February: the world turned upside down

On February 24, Katya woke up in her Kyiv flat from the loud sounds of explosions. It was clear – a war had broken out. Katya and her husband were drowning in the flood of news, chatting with family and friends, asking the only thing: “How are you?” In the afternoon my husband, just like tens of thousands of Ukrainians, went to the military enlistment office to join the territorial defense of Kyiv.

Emotions from the barrage of information, especially visual information, tore at the inside. The world turned upside down. A keen awareness of the value of life came. Consciousness was generating images related to the past and at the same time to the present picture of the terrible war.

print katya lisova from the ruins
Katya Lisova “From the ruins”

“The work became a way of speaking out.”

After a few days, a strong fear for her daughter’s life emerged. Katya’s cousin insisted more and more intensely that she and her child and aunt should evacuate as soon as possible. On 1 March the female part of the family left Kyiv, three days later was in Warsaw, and a few weeks later in London.

“As someone who can’t live in inactivity and has a tool like a laptop, I started making digital collages,” says Katya. – It was an emotional reaction to the shocking war pictures in the center of Europe. I know that many artists stopped working during those times. Everyone feels he or she can deal with the themes of death, heroic struggle, and propaganda. For me, these events were the driving impulse, and the works were a way for me to express myself. In the end, it was this practice that allowed Katya to raise a lot of money to help the Ukrainian armed forces and get involved in helping those affected by the war.

print katya lisova will stay at home
Katya Lisova “Will stay at home”

The Power of Memory

Katya’s first wartime project was the digital collage series “The Power of Memory ”, two works from which are presented at the exhibition “Hardened. Ukrainian Phenomenon”. The series tells about the tragedies of the cities and towns which suffered during the war: Mariupol, Irpin, Borodyanka, Skovorodinivka, Kharkiv, Odesa, Kyiv, Chernihiv… All the works were created from fragments of photographs that accompanied the invasion of Russian troops in Ukraine and old photographs of Ukrainians who lived in the regions where the fighting took place or is still going on. Parts of the collages seem to be “stitched” together by ornamental fragments of traditional Ukrainian towels (rushnyks).

Some of the collages contain these rushnyks – attributes of everyday life that accompany a person from birth to death. In popular culture, each ethnographic region had its system of signs, and its stylistics of rushnyks, the formation of which was certainly influenced by history.
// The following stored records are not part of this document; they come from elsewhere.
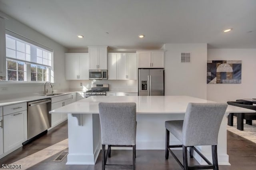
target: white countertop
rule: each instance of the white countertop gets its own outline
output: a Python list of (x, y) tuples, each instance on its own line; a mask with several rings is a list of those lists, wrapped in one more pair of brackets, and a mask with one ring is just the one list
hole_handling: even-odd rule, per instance
[(42, 96), (42, 95), (34, 95), (32, 96), (28, 96), (23, 97), (18, 97), (14, 99), (10, 99), (6, 100), (0, 100), (0, 107), (7, 106), (8, 105), (13, 105), (14, 104), (20, 103), (23, 102), (28, 102), (29, 101), (33, 101), (35, 100), (40, 100), (44, 99), (50, 98), (57, 96), (60, 96), (62, 95), (67, 95), (68, 94), (76, 93), (76, 91), (73, 92), (66, 92), (61, 93), (61, 94), (56, 95), (55, 96)]
[(106, 92), (106, 93), (138, 93), (138, 91), (121, 91), (121, 90), (117, 90), (117, 91), (111, 90), (111, 91), (108, 91)]
[[(137, 113), (184, 113), (188, 104), (213, 101), (186, 96), (91, 96), (53, 110), (51, 113), (99, 113), (100, 102), (134, 102)], [(251, 113), (255, 111), (228, 105), (226, 113)]]

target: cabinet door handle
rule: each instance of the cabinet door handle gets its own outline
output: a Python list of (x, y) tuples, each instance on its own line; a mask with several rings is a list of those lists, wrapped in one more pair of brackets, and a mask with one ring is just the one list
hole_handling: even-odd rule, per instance
[(4, 120), (2, 119), (2, 121), (0, 121), (1, 122), (1, 125), (0, 126), (0, 128), (3, 128), (4, 127)]
[(15, 109), (20, 109), (20, 108), (22, 108), (22, 107), (14, 107), (14, 108), (12, 109), (13, 110), (15, 110)]
[(14, 114), (12, 115), (13, 115), (13, 116), (17, 116), (17, 115), (20, 115), (21, 114), (22, 114), (22, 113), (15, 113), (15, 114)]

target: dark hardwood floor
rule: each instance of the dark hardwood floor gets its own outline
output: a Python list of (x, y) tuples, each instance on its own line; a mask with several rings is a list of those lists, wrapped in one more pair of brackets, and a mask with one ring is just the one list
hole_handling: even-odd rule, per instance
[[(231, 166), (219, 166), (220, 170), (254, 170), (256, 167), (256, 144), (227, 131), (228, 153)], [(66, 121), (48, 132), (46, 135), (31, 143), (13, 152), (0, 159), (2, 164), (11, 164), (42, 149), (50, 146), (68, 138), (67, 122)], [(182, 160), (181, 150), (175, 153)], [(66, 157), (61, 162), (52, 162), (59, 154), (52, 156), (30, 167), (30, 170), (101, 170), (101, 152), (95, 165), (66, 165)], [(113, 150), (112, 157), (108, 159), (109, 163), (130, 164), (132, 162), (131, 150)], [(35, 158), (35, 159), (36, 159)], [(189, 158), (190, 164), (198, 164), (193, 159)], [(164, 158), (163, 150), (137, 150), (136, 169), (143, 170), (181, 170), (170, 154), (168, 160)], [(108, 169), (110, 170), (110, 169)]]

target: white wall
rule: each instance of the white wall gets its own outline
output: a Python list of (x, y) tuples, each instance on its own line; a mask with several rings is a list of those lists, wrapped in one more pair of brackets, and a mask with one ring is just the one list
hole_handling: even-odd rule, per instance
[[(137, 91), (137, 80), (69, 80), (69, 87), (72, 91), (90, 89), (91, 84), (109, 84), (110, 91)], [(80, 83), (82, 86), (80, 86)]]
[(242, 60), (241, 84), (208, 84), (207, 99), (222, 102), (256, 97), (256, 49), (208, 49), (208, 60)]
[[(206, 43), (166, 44), (165, 95), (206, 98)], [(181, 63), (180, 53), (191, 53), (191, 63)]]
[[(10, 17), (8, 18), (9, 20), (6, 20), (6, 29), (53, 49), (55, 83), (54, 88), (58, 90), (68, 89), (68, 83), (65, 79), (65, 48), (20, 22)], [(43, 83), (10, 85), (0, 82), (0, 100), (37, 93), (42, 93), (43, 91)]]

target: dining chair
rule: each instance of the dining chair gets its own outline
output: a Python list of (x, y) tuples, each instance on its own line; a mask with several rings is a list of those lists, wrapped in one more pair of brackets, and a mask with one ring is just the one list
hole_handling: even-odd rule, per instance
[[(218, 170), (217, 153), (218, 134), (227, 106), (227, 104), (222, 103), (189, 103), (184, 120), (166, 121), (165, 158), (168, 159), (170, 152), (184, 170)], [(170, 145), (170, 132), (182, 144)], [(195, 147), (202, 145), (211, 145), (212, 163)], [(182, 148), (183, 164), (171, 149), (179, 147)], [(208, 165), (188, 166), (188, 147), (190, 158), (194, 157), (195, 150)]]
[[(136, 103), (100, 103), (102, 144), (102, 170), (105, 168), (135, 170), (136, 155)], [(105, 155), (105, 146), (108, 150)], [(132, 164), (107, 164), (111, 147), (132, 147)]]

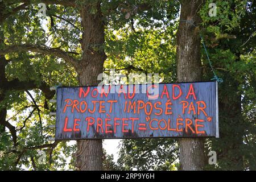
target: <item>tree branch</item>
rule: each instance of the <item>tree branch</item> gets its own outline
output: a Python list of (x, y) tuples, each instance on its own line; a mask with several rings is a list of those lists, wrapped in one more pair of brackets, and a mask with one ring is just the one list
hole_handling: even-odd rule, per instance
[(49, 48), (44, 46), (32, 44), (10, 46), (3, 50), (0, 50), (0, 56), (23, 51), (30, 51), (45, 55), (52, 55), (63, 59), (67, 63), (73, 65), (74, 67), (77, 67), (78, 65), (77, 60), (68, 55), (66, 52), (63, 51), (59, 48)]
[(41, 111), (39, 107), (38, 107), (36, 102), (35, 101), (35, 100), (34, 99), (33, 97), (32, 96), (31, 94), (28, 92), (28, 90), (26, 90), (26, 92), (28, 94), (28, 96), (30, 96), (30, 98), (32, 99), (32, 101), (34, 103), (34, 104), (35, 105), (35, 107), (36, 108), (36, 110), (38, 110), (38, 116), (39, 117), (39, 122), (40, 122), (40, 125), (42, 127), (43, 127), (42, 126), (42, 119), (41, 119), (41, 115), (40, 114), (40, 112)]

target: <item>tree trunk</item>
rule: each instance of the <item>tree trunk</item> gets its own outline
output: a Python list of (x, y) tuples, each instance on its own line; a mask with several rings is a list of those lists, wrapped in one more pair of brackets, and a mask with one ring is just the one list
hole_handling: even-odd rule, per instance
[[(102, 48), (105, 43), (104, 25), (100, 2), (84, 5), (80, 13), (84, 30), (82, 40), (84, 53), (76, 69), (80, 85), (97, 85), (97, 76), (102, 72), (106, 59)], [(102, 170), (103, 157), (102, 140), (77, 141), (76, 155), (77, 169)]]
[[(177, 32), (177, 81), (200, 81), (201, 79), (200, 22), (197, 13), (201, 0), (182, 1), (180, 24)], [(199, 138), (179, 140), (182, 170), (202, 170), (205, 165), (204, 139)]]

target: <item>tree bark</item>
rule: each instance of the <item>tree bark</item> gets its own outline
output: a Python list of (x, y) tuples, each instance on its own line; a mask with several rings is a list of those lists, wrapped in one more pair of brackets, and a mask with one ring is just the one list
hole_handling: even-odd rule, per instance
[[(200, 39), (196, 24), (201, 0), (182, 1), (180, 24), (177, 32), (177, 81), (200, 81), (202, 71)], [(179, 140), (182, 170), (202, 170), (205, 165), (204, 139), (199, 138)]]
[[(96, 12), (92, 11), (92, 9)], [(84, 5), (80, 13), (84, 30), (82, 40), (84, 54), (76, 69), (80, 85), (97, 85), (97, 76), (102, 72), (106, 59), (102, 48), (105, 43), (104, 25), (100, 3)], [(102, 170), (103, 157), (102, 140), (77, 141), (76, 159), (78, 170)]]

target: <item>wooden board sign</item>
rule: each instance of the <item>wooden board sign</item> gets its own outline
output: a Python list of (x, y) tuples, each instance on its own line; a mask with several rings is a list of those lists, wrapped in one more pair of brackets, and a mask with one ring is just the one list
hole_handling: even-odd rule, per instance
[(56, 140), (218, 137), (216, 82), (57, 88)]

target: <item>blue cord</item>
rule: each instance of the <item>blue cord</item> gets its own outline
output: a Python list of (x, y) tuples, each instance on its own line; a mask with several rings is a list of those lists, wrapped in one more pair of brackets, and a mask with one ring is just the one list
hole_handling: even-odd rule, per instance
[[(193, 26), (195, 27), (196, 27), (196, 25), (195, 25), (191, 20), (186, 20), (181, 19), (181, 20), (180, 20), (180, 21), (181, 21), (181, 22), (188, 22), (188, 23), (189, 23), (191, 24), (192, 24), (192, 26)], [(208, 53), (207, 52), (207, 48), (206, 48), (206, 47), (205, 47), (205, 45), (204, 44), (204, 39), (203, 39), (203, 37), (202, 37), (201, 35), (200, 35), (200, 38), (201, 38), (201, 40), (202, 40), (203, 46), (204, 46), (204, 50), (205, 50), (205, 53), (206, 53), (206, 54), (207, 54), (207, 59), (208, 59), (209, 64), (210, 64), (210, 68), (212, 69), (212, 72), (213, 73), (213, 74), (214, 74), (214, 77), (213, 77), (213, 78), (212, 78), (212, 79), (210, 79), (210, 80), (216, 80), (216, 81), (217, 81), (218, 82), (221, 83), (221, 82), (223, 82), (223, 79), (218, 77), (218, 76), (217, 76), (216, 75), (216, 74), (215, 73), (215, 72), (214, 72), (214, 70), (213, 70), (213, 68), (212, 67), (212, 62), (210, 61), (210, 58), (209, 57), (209, 55), (208, 55)]]

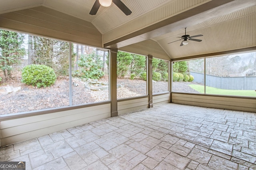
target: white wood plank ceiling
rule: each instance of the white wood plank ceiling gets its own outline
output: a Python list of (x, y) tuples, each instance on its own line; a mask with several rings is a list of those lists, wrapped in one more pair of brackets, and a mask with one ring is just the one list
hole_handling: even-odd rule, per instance
[[(167, 23), (162, 29), (156, 26), (154, 30), (148, 29), (148, 33), (141, 31), (141, 34), (143, 29), (214, 0), (122, 0), (132, 12), (128, 16), (113, 3), (90, 15), (95, 0), (0, 0), (0, 14), (44, 6), (91, 22), (102, 34), (104, 46), (112, 47), (112, 42), (113, 47), (120, 48), (150, 40), (149, 43), (157, 42), (170, 59), (256, 46), (255, 0), (230, 1), (196, 16)], [(184, 35), (184, 27), (187, 34), (203, 34), (198, 38), (202, 41), (190, 41), (181, 47), (181, 41), (168, 44)]]

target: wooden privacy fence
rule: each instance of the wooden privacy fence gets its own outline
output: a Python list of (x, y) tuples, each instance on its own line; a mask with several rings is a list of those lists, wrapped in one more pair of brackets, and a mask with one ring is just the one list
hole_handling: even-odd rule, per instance
[[(204, 73), (190, 72), (193, 82), (204, 84)], [(206, 74), (206, 85), (226, 90), (256, 90), (256, 76), (219, 77)]]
Often embroidery and other ways of decorating rushnyks turned into a kind of coded message, the meaning of which depended on the events that took place at the time of their creation. One way or another, the object has always had a connection with both personal history and the history of the people.

print katya lisova path through the dark
Katya Lisova “Path through the dark”

Dark times

Another work by Katya Lisova belongs to her next collage series “Dark times”, about which the artist says: “Path Through the Black. And after darkness time sunshine will be bright as never before”. Here you can also find old photographs and folk embroidery, but the overall stylistics has become more sophisticated, introducing “drawn” graphic elements, fragments of Ukrainian fields and rivers shot by military drones, and anti-tank guns… The picture of hands refers to the iconic gestures of saints and connects a lofty sacred tradition with the vulnerability of the real human body.
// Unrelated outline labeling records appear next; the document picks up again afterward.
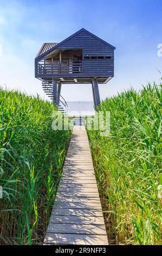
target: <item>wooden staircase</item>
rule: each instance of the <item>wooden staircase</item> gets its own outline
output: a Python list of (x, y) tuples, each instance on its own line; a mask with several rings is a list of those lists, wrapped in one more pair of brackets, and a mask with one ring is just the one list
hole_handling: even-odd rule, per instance
[(53, 100), (53, 102), (58, 107), (59, 111), (63, 114), (67, 115), (68, 111), (68, 105), (62, 96), (60, 96), (60, 99), (57, 99), (57, 102), (54, 101), (52, 82), (51, 81), (43, 80), (42, 85), (43, 91)]

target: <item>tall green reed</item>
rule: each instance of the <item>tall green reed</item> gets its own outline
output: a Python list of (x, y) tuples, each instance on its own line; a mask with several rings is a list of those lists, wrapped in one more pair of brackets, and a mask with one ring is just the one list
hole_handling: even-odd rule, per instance
[(111, 135), (88, 135), (108, 238), (116, 243), (161, 245), (161, 84), (107, 99)]
[(70, 137), (51, 129), (51, 103), (0, 90), (0, 237), (42, 243)]

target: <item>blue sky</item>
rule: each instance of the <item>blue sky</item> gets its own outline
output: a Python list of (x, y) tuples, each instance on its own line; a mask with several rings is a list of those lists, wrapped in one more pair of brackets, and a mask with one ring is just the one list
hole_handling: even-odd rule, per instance
[[(0, 0), (0, 84), (46, 99), (34, 78), (35, 56), (43, 42), (60, 42), (82, 27), (116, 47), (115, 77), (100, 85), (101, 99), (159, 81), (161, 10), (160, 0)], [(89, 84), (64, 85), (62, 94), (92, 100)]]

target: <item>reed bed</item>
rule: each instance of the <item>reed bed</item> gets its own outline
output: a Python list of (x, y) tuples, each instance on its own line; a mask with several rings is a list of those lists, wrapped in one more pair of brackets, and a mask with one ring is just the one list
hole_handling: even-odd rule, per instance
[(110, 243), (161, 245), (161, 84), (102, 102), (111, 135), (88, 131)]
[(71, 132), (38, 96), (1, 89), (0, 106), (0, 243), (42, 244)]

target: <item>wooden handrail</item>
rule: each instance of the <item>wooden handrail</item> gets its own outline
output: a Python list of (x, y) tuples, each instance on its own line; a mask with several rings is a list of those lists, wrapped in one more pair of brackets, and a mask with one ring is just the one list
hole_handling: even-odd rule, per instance
[(36, 63), (35, 71), (37, 74), (73, 74), (82, 72), (82, 60), (63, 60), (49, 62), (40, 61)]

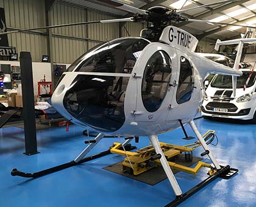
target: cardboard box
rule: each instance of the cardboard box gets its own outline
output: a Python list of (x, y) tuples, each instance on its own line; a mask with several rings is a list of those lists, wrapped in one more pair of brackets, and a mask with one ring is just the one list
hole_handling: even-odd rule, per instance
[(12, 93), (7, 94), (8, 105), (12, 107), (16, 107), (16, 93)]
[[(34, 96), (34, 102), (36, 102), (37, 96)], [(23, 103), (22, 101), (22, 96), (16, 95), (16, 107), (23, 107)]]

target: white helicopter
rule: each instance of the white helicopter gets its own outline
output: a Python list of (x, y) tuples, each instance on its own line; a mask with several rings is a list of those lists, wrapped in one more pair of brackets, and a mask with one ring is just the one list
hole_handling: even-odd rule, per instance
[[(77, 24), (120, 21), (148, 23), (149, 26), (141, 30), (139, 37), (120, 38), (91, 49), (76, 60), (60, 77), (52, 97), (55, 108), (74, 124), (99, 133), (71, 165), (79, 163), (105, 135), (119, 137), (148, 136), (155, 153), (159, 155), (176, 199), (182, 200), (187, 194), (182, 194), (160, 147), (157, 135), (177, 128), (182, 124), (188, 124), (203, 147), (205, 154), (219, 172), (218, 175), (231, 175), (229, 166), (222, 167), (219, 164), (193, 119), (203, 99), (203, 80), (207, 74), (234, 76), (242, 74), (236, 69), (242, 47), (238, 47), (233, 68), (226, 67), (196, 54), (194, 52), (198, 43), (196, 38), (182, 29), (169, 26), (173, 21), (188, 21), (245, 27), (191, 19), (180, 15), (187, 10), (230, 1), (179, 11), (163, 7), (144, 10), (114, 1), (102, 1), (135, 15), (128, 18), (0, 33)], [(220, 44), (219, 41), (217, 44)], [(123, 146), (127, 143), (124, 142)], [(48, 173), (51, 171), (46, 170)], [(28, 174), (16, 169), (12, 174), (29, 177)], [(30, 177), (34, 177), (32, 175)]]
In her digital collages, Katya has undoubtedly found an individual and distinctive artistic language and a unique intonation. She depicts a space-time continuum where the events of Ukraine’s past and present are mixed up, where ancestors in beautiful embroidered garments look on as war destroys the lives of their descendants (who, we might add, now wear traditional folk clothes in their ordinary lives with great affection, as if stitching together layers of time). Katya’s work has been presented in many exhibitions, has become evocative posters, and takes part in charity auctions to benefit the army.